All information gathered from News24.com.
Parliament released the National Health Insurance (NHI) Bill in early August of 2019. The NHI is a health financing system that is designed to pool funds to provide access to quality affordable personal health services for all South Africans based on their health needs, irrespective of their socio-economic status. Here are five facts about the NHI and how it is likely to affect working South Africans:
1. Who decides on funding?
The chief source of income will be appropriations from Parliament.
2. Who will pay for the NHI?
In short, taxpayers. The Bill says the money will be collected “in accordance with social solidarity” through payroll taxes for employees and employers, a surcharge on personal income tax, the reallocation of medical scheme tax credits and general taxes. Money that Treasury currently allocates to provinces through the ‘provincial equitable share’ and ‘conditional grants’ will be shifted to the NHI Fund.
3. Who audits the fund?
The Auditor General of South Africa will audit annual reports.
4. Who has oversight of the fund?
The fund must produce annual reports to be submitted to Parliament and the Health Minister. The audited finances must also form part of the report. Additional reporting elements include the activities undertaken and progress made.
5. Will you be able to go to a specialist directly?

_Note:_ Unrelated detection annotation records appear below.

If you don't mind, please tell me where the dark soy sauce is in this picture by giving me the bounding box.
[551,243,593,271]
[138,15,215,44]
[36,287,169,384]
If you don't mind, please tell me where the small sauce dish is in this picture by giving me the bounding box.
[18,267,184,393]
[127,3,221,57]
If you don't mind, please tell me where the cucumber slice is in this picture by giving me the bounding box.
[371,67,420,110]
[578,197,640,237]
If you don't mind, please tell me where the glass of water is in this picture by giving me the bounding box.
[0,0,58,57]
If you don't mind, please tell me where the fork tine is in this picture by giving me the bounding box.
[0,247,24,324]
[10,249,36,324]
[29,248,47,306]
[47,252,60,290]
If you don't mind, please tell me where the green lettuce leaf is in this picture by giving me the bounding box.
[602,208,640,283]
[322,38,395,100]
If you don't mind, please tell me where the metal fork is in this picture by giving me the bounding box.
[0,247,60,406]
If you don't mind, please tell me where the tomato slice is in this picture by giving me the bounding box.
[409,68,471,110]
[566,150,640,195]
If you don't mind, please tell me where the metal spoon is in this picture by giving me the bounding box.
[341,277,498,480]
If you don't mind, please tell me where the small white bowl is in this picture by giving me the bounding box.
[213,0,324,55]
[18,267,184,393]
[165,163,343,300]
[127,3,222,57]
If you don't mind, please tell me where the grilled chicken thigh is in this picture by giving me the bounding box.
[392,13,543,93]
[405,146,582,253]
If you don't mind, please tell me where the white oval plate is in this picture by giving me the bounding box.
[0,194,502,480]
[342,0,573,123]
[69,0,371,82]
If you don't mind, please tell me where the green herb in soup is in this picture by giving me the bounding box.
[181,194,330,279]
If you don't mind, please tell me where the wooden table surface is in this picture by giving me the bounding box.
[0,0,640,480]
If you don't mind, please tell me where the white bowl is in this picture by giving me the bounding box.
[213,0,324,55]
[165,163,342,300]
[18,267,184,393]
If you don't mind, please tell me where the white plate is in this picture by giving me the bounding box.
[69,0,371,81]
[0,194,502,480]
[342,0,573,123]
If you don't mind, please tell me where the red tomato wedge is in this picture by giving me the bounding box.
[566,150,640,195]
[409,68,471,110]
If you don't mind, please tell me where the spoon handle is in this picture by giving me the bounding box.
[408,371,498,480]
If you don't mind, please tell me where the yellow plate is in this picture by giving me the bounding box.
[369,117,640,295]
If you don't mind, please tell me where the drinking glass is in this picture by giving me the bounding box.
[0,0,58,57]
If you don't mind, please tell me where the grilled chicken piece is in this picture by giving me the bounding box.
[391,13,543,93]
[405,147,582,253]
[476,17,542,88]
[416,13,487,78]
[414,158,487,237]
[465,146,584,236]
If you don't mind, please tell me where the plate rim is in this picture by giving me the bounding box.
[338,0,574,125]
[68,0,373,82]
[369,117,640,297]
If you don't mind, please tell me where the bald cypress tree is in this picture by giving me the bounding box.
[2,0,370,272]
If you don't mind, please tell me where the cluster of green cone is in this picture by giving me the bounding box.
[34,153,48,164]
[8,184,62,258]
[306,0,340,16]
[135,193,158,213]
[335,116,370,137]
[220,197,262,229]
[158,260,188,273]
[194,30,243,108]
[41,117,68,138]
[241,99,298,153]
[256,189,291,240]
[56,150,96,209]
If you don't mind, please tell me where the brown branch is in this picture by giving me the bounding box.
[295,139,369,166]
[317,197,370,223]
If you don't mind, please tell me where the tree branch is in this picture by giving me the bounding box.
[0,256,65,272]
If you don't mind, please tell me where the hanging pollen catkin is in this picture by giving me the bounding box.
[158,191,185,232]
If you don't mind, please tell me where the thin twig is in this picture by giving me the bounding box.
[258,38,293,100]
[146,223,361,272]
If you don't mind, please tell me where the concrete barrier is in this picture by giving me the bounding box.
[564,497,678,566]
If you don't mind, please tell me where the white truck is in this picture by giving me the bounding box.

No — if you do, the NHI won’t pay for it. You will have to register at an NHI-accredited primary healthcare facility, and, each time you need healthcare, you will have to go to that facility. You will only be able to consult a specialist if the doctor or nurse at your primary healthcare facility deems it necessary to refer you to one. If you’re travelling and fall ill, you’ll be able to go to an accredited facility in the area you’re visiting.